Activity 4.1 - Hierarchical clustering

SUBMISSION INSTRUCTIONS

  1. Render to html
  2. Publish your html to RPubs
  3. Submit a link to your published solutions
#Loading packages needed for this assignment
library(tidyverse)
library(cluster)
library(factoextra)
library(patchwork)

Question 1

Consider three data sets below. Each data set contains three “clusters” in two dimensions. In the first, the clusters are three convex spheres. (A convex cluster is one where all points in the cluster can be connected with a straight line that does not leave the cluster.) In the second, one cluster is a sphere; one is a ring; and one is a half-moon. In the third, two clusters are spirals and one is a sphere. Our goal is to compare the performance of various hierarchical methods in clustering different cluster shapes.

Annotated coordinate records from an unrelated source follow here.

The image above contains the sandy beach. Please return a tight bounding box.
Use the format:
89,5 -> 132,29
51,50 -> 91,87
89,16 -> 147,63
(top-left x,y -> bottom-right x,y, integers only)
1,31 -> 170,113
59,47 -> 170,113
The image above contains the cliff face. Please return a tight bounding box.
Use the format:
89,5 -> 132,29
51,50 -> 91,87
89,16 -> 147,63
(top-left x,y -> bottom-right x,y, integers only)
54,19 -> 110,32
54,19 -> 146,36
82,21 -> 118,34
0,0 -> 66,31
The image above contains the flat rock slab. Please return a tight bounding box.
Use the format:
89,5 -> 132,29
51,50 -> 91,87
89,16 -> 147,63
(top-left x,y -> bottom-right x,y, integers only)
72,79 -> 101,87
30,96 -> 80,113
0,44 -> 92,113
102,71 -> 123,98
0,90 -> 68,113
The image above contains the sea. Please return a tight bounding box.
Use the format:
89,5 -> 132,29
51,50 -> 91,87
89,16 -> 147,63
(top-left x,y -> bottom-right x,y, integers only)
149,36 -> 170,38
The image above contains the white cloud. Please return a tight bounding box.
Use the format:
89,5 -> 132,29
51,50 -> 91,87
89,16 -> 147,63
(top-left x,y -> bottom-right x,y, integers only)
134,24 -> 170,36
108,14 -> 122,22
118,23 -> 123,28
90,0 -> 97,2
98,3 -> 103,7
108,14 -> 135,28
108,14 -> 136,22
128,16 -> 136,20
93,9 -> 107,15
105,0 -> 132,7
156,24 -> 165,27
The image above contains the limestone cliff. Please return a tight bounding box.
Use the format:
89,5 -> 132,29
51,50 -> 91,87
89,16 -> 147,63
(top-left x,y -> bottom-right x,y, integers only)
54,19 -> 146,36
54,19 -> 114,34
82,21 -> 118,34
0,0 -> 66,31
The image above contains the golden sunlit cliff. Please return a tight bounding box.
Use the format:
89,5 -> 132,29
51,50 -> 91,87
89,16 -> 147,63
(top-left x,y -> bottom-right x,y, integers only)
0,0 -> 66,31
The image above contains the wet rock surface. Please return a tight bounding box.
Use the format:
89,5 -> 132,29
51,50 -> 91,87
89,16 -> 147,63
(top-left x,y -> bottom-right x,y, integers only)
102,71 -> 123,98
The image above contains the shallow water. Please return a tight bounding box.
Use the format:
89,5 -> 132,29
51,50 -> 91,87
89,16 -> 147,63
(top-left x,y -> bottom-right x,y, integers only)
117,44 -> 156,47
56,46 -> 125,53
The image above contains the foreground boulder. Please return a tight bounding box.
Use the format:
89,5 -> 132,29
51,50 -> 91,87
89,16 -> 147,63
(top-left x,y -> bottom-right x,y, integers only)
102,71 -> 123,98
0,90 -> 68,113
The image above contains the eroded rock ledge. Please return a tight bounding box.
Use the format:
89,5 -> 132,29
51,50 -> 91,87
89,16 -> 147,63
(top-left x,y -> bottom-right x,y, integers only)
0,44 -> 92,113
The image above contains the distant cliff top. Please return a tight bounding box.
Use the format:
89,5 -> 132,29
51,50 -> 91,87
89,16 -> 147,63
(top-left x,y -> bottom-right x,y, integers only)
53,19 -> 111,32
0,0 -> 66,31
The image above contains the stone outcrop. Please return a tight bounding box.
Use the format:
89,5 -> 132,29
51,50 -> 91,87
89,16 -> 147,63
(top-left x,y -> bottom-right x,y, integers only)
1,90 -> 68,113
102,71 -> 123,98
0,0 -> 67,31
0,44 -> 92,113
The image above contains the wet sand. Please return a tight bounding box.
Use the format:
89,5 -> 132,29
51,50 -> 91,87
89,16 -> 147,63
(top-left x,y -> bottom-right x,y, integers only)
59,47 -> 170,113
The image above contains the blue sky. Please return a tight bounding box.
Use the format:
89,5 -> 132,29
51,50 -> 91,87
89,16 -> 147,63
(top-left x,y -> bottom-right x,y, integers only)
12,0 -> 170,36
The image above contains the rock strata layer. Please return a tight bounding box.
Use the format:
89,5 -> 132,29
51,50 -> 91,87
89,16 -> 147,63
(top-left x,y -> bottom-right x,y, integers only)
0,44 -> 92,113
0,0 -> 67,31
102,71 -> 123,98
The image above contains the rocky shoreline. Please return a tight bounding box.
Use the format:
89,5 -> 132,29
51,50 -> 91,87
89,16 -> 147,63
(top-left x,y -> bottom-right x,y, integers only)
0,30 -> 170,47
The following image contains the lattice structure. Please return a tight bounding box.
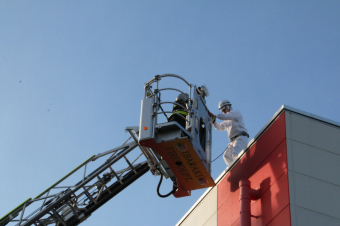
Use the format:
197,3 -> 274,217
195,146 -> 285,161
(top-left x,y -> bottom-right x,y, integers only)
0,127 -> 157,226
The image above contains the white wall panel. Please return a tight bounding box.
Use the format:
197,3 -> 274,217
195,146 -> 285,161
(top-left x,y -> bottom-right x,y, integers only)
287,114 -> 340,155
204,212 -> 217,226
294,173 -> 340,219
292,141 -> 340,186
178,186 -> 217,226
296,207 -> 340,226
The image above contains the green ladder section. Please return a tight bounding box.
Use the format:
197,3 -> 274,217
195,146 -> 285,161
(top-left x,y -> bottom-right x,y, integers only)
0,198 -> 32,226
0,155 -> 95,226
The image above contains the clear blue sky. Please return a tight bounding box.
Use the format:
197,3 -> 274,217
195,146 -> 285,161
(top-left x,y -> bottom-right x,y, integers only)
0,0 -> 340,226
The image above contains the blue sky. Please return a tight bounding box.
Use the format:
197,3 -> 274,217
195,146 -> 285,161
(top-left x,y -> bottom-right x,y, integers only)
0,0 -> 340,226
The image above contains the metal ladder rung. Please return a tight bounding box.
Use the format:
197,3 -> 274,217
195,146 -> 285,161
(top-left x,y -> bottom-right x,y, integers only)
124,155 -> 137,174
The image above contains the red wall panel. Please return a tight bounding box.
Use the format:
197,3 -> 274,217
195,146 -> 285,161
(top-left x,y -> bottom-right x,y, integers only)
268,205 -> 291,226
218,112 -> 290,226
251,171 -> 290,226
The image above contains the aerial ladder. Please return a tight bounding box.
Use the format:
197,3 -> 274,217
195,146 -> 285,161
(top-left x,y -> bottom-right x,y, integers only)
0,74 -> 215,226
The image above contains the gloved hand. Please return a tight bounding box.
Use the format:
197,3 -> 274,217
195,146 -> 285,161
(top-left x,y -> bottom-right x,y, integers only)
208,111 -> 216,117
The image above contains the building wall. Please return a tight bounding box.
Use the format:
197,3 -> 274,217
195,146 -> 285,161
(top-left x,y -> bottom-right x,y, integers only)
218,113 -> 290,226
177,186 -> 217,226
178,108 -> 340,226
286,112 -> 340,226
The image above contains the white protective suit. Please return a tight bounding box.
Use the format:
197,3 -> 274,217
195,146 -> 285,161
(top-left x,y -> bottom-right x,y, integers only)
214,110 -> 248,167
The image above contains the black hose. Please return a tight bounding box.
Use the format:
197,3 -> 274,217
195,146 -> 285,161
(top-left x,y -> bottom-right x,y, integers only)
156,167 -> 177,198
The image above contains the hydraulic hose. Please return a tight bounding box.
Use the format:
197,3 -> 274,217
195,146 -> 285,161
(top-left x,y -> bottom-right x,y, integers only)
156,166 -> 177,198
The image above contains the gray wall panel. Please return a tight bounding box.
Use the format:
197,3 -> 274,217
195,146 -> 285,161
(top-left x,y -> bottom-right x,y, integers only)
296,207 -> 340,226
292,141 -> 340,186
294,173 -> 340,219
289,114 -> 340,155
178,186 -> 217,226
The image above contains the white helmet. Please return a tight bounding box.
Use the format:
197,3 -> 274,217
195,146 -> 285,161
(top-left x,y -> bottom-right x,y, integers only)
176,93 -> 188,104
218,100 -> 231,112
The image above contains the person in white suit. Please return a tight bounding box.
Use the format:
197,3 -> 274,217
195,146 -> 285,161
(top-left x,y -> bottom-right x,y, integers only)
210,100 -> 249,167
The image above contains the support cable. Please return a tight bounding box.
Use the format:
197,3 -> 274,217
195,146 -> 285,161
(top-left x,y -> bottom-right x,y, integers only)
156,166 -> 177,198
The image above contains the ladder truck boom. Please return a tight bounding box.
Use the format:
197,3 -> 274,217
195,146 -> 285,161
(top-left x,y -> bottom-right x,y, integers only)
0,74 -> 215,226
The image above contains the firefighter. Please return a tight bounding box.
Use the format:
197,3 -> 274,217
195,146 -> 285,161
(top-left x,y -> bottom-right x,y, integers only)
168,93 -> 188,129
209,100 -> 249,167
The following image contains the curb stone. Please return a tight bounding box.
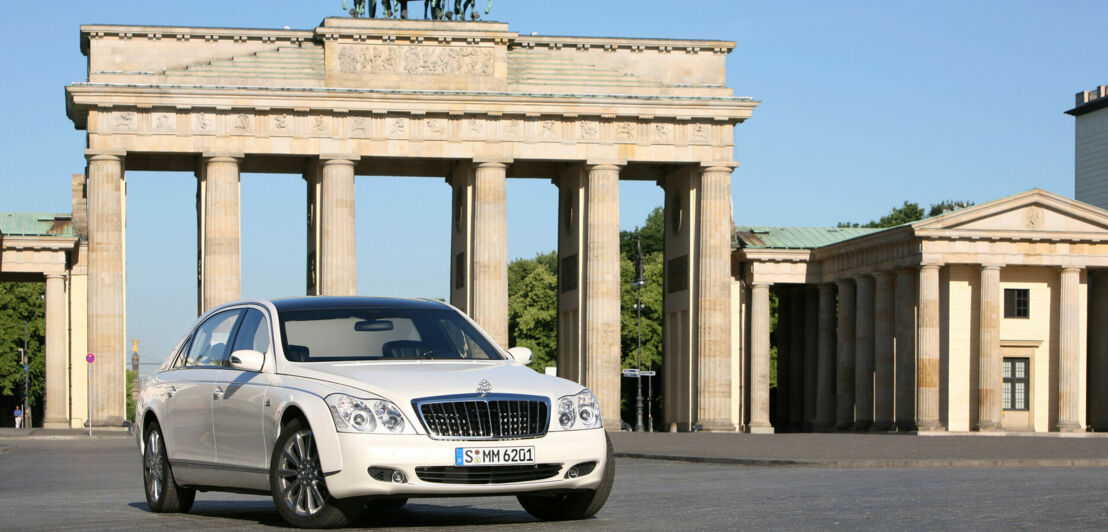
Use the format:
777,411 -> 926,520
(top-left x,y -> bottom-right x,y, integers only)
615,452 -> 1108,469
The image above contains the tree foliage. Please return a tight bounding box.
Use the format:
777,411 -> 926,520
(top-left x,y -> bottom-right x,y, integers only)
838,200 -> 973,228
0,283 -> 45,423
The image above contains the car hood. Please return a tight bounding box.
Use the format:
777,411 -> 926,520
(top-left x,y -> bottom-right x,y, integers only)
279,360 -> 582,406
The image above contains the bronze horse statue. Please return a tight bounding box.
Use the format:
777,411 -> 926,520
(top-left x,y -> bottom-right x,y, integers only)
342,0 -> 492,20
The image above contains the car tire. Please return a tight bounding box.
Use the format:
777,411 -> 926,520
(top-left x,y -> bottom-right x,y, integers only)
269,419 -> 363,529
142,422 -> 196,513
366,497 -> 408,510
516,433 -> 616,521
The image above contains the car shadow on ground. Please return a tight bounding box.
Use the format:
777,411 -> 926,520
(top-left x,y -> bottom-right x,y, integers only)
129,500 -> 537,528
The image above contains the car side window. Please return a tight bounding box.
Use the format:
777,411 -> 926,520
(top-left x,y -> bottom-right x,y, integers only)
185,310 -> 243,368
230,308 -> 269,352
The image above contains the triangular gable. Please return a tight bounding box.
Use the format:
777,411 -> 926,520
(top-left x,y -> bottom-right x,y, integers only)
912,188 -> 1108,233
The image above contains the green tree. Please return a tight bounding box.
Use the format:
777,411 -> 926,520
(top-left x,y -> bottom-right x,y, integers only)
0,283 -> 45,419
507,252 -> 557,371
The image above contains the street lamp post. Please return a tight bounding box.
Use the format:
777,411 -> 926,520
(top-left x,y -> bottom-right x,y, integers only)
632,235 -> 646,432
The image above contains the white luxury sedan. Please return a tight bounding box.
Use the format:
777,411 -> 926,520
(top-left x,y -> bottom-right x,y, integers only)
135,297 -> 615,528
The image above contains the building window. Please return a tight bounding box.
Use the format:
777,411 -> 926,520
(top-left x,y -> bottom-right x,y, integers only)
1004,288 -> 1032,318
1002,358 -> 1032,410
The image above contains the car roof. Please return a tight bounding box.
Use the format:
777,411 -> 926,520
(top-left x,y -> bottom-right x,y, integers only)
270,296 -> 448,313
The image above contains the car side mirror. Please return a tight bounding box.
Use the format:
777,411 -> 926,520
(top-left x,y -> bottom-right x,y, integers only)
507,347 -> 534,366
230,349 -> 266,371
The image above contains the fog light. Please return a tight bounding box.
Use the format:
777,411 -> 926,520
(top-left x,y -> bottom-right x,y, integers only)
565,462 -> 596,479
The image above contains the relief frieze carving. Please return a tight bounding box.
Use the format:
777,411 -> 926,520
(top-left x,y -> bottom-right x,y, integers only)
338,45 -> 493,75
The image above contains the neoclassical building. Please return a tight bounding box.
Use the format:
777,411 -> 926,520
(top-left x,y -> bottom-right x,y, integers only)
732,190 -> 1108,432
65,18 -> 758,430
0,174 -> 90,428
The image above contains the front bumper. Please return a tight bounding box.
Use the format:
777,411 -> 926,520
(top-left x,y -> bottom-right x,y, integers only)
327,429 -> 607,499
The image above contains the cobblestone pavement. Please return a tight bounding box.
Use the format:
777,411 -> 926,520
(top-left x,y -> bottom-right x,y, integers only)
0,434 -> 1108,531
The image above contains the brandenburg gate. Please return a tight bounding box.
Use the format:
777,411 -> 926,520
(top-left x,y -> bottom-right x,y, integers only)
65,18 -> 758,430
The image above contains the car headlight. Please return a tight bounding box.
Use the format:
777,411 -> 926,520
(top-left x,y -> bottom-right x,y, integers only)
557,388 -> 604,430
325,393 -> 407,434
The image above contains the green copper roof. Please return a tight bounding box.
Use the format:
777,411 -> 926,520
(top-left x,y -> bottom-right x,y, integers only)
0,213 -> 76,236
732,225 -> 884,249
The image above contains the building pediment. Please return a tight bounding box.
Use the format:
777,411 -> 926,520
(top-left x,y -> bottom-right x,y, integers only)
913,188 -> 1108,236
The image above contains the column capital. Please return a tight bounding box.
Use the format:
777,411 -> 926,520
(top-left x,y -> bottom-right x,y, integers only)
319,153 -> 361,165
84,150 -> 127,162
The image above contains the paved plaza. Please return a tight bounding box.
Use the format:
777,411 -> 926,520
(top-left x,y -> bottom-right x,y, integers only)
0,430 -> 1108,530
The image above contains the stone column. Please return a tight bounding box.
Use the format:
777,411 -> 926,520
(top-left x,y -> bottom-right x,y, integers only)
873,272 -> 895,431
977,265 -> 1002,432
197,156 -> 242,314
815,283 -> 835,430
585,164 -> 620,430
895,268 -> 916,431
749,283 -> 773,433
470,163 -> 507,348
773,286 -> 792,432
835,279 -> 858,430
317,157 -> 358,296
916,264 -> 943,431
691,166 -> 735,431
1058,267 -> 1084,432
1086,269 -> 1108,432
789,287 -> 808,432
42,274 -> 69,429
804,286 -> 820,430
85,151 -> 126,427
854,275 -> 873,430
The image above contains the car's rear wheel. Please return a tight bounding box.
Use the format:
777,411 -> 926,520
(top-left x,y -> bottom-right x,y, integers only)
516,434 -> 616,521
269,419 -> 362,529
142,423 -> 196,513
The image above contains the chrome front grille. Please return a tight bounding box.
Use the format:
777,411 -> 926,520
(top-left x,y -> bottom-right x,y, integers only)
412,393 -> 551,440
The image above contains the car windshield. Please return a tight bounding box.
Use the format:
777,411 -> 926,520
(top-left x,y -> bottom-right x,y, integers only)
280,308 -> 503,362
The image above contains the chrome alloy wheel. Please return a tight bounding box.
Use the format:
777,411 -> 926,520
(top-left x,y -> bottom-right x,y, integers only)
143,429 -> 165,502
277,430 -> 329,518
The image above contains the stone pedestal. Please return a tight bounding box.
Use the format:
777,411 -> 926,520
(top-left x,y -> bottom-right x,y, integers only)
815,283 -> 835,430
748,284 -> 773,433
1058,268 -> 1084,432
873,272 -> 896,431
317,157 -> 358,296
834,279 -> 858,430
854,275 -> 873,430
42,274 -> 69,429
977,265 -> 1002,432
196,156 -> 242,314
85,151 -> 126,427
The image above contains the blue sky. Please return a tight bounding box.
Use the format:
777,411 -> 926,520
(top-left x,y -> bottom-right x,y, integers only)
0,0 -> 1108,370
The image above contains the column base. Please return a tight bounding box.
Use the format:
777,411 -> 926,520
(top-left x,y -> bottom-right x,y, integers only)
1058,421 -> 1085,432
747,423 -> 773,434
916,420 -> 946,432
700,421 -> 736,432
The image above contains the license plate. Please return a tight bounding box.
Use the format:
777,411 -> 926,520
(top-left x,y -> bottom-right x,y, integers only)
454,447 -> 535,466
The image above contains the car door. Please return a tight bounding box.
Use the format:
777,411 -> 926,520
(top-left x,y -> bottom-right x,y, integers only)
162,309 -> 242,463
213,308 -> 273,470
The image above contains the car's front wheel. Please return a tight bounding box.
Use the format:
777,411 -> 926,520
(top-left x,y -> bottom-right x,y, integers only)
516,434 -> 616,521
269,419 -> 362,529
142,423 -> 196,513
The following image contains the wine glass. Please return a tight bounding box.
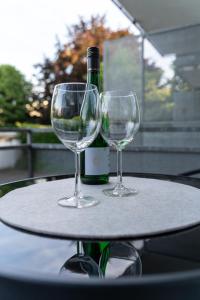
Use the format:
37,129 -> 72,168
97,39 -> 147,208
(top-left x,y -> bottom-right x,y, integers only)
51,83 -> 101,208
59,241 -> 102,279
101,91 -> 140,197
99,242 -> 142,278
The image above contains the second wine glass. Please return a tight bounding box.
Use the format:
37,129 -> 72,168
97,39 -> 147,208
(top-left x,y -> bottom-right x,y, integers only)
101,91 -> 140,197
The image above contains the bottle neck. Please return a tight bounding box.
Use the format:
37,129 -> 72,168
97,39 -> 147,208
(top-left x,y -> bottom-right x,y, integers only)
87,69 -> 100,91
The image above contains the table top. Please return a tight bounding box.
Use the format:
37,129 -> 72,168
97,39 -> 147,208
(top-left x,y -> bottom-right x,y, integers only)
0,174 -> 200,275
0,176 -> 200,241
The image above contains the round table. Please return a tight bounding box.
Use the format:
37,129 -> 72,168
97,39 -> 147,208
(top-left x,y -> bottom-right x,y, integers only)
0,173 -> 200,276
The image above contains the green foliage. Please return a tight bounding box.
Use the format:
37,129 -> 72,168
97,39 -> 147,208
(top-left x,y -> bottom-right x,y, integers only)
30,15 -> 130,124
0,65 -> 31,126
16,122 -> 61,144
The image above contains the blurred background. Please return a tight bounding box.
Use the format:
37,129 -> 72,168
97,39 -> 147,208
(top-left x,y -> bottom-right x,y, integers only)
0,0 -> 200,183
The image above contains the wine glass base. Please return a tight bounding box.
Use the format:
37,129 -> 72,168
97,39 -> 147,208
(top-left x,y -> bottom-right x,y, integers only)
100,242 -> 142,279
59,254 -> 103,279
58,196 -> 99,208
103,185 -> 138,197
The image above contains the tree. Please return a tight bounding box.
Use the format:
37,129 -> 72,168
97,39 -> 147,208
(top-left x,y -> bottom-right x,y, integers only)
29,16 -> 129,124
0,65 -> 31,126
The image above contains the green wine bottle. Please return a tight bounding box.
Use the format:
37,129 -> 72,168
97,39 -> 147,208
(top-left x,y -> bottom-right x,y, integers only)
81,47 -> 109,184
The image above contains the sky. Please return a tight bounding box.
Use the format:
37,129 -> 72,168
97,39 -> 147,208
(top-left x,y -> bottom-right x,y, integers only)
0,0 -> 133,80
0,0 -> 172,81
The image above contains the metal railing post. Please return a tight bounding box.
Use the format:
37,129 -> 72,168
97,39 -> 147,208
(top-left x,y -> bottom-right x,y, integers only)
26,130 -> 34,178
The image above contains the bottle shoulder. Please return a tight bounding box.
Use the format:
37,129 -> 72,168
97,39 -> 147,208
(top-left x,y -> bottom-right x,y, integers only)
89,133 -> 109,148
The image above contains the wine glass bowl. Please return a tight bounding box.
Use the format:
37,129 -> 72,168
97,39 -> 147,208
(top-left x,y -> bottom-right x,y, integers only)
51,83 -> 101,208
101,91 -> 140,197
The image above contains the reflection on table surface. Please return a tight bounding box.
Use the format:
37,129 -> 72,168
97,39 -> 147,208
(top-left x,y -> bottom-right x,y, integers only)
0,174 -> 200,278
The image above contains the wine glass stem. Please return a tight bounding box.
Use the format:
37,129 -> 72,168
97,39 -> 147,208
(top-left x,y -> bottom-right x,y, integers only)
74,152 -> 80,206
117,149 -> 122,186
76,241 -> 84,256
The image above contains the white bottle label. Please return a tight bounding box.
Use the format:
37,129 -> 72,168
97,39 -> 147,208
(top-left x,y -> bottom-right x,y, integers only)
85,147 -> 109,175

three_spheres <- read.csv('Data/cluster_data1.csv')
ring_moon_sphere <- read.csv('Data/cluster_data2.csv')
two_spirals_sphere <- read.csv('Data/cluster_data3.csv')
library(cluster)
library(ggplot2)
library(patchwork)
library(dplyr)
datasets <- list(
  spheres = three_spheres,
  complex = ring_moon_sphere,
  spirals = two_spirals_sphere
)
cluster_and_plot <- function(data, method, dataset_name) {
  dist_mat <- dist(data)
  hc <- hclust(dist_mat, method = method)
  clusters <- cutree(hc, k = 3)
  sil <- silhouette(clusters, dist_mat)
  avg_sil <- mean(sil[, 3])
  
  df <- as.data.frame(data)
  df$cluster <- as.factor(clusters)
  
  ggplot(df, aes(x = df[,1], y = df[,2], color = cluster)) +
    geom_point(size = 1.5) +
    labs(
      title = paste0(dataset_name, " - ", method, "\n", "Avg Silhouette: ", round(avg_sil, 3)),
      x = "", y = ""
    ) +
    theme_minimal() +
    theme(legend.position = "none")
}
methods <- c("single", "complete", "average", "ward.D2")
plot_list <- list()

combinations <- expand.grid(dataset_name = names(datasets), method = methods, stringsAsFactors = FALSE)

plot_list <- setNames(
  lapply(seq_len(nrow(combinations)), function(i) {
    row <- combinations[i, ]
    cluster_and_plot(datasets[[row$dataset_name]], row$method, row$dataset_name)
  }),
  paste(combinations$dataset_name, combinations$method, sep = "_")
)
final_plot <- wrap_plots(plot_list, ncol = 4)
final_plot

Perform agglomerative clustering with single, complete, average, and Ward linkages. Cut each tree to produce three clusters. Produce 12 scatterplots, one per data set/linkage combination, showing the 3-cluster solution. Title each graph with the linkage used, as well as the average silhouette width (\(\bar s\)) for that clustering solution. Use patchwork to create a nice 4x3 grid of your plots.

Discuss the following:

  1. Which linkage works best for which scenario?

    Three spheres - average and wards (both had average silhouettes of 0.727)

    Ring, Moon, Sphere - complete (average silhouette of 0.533)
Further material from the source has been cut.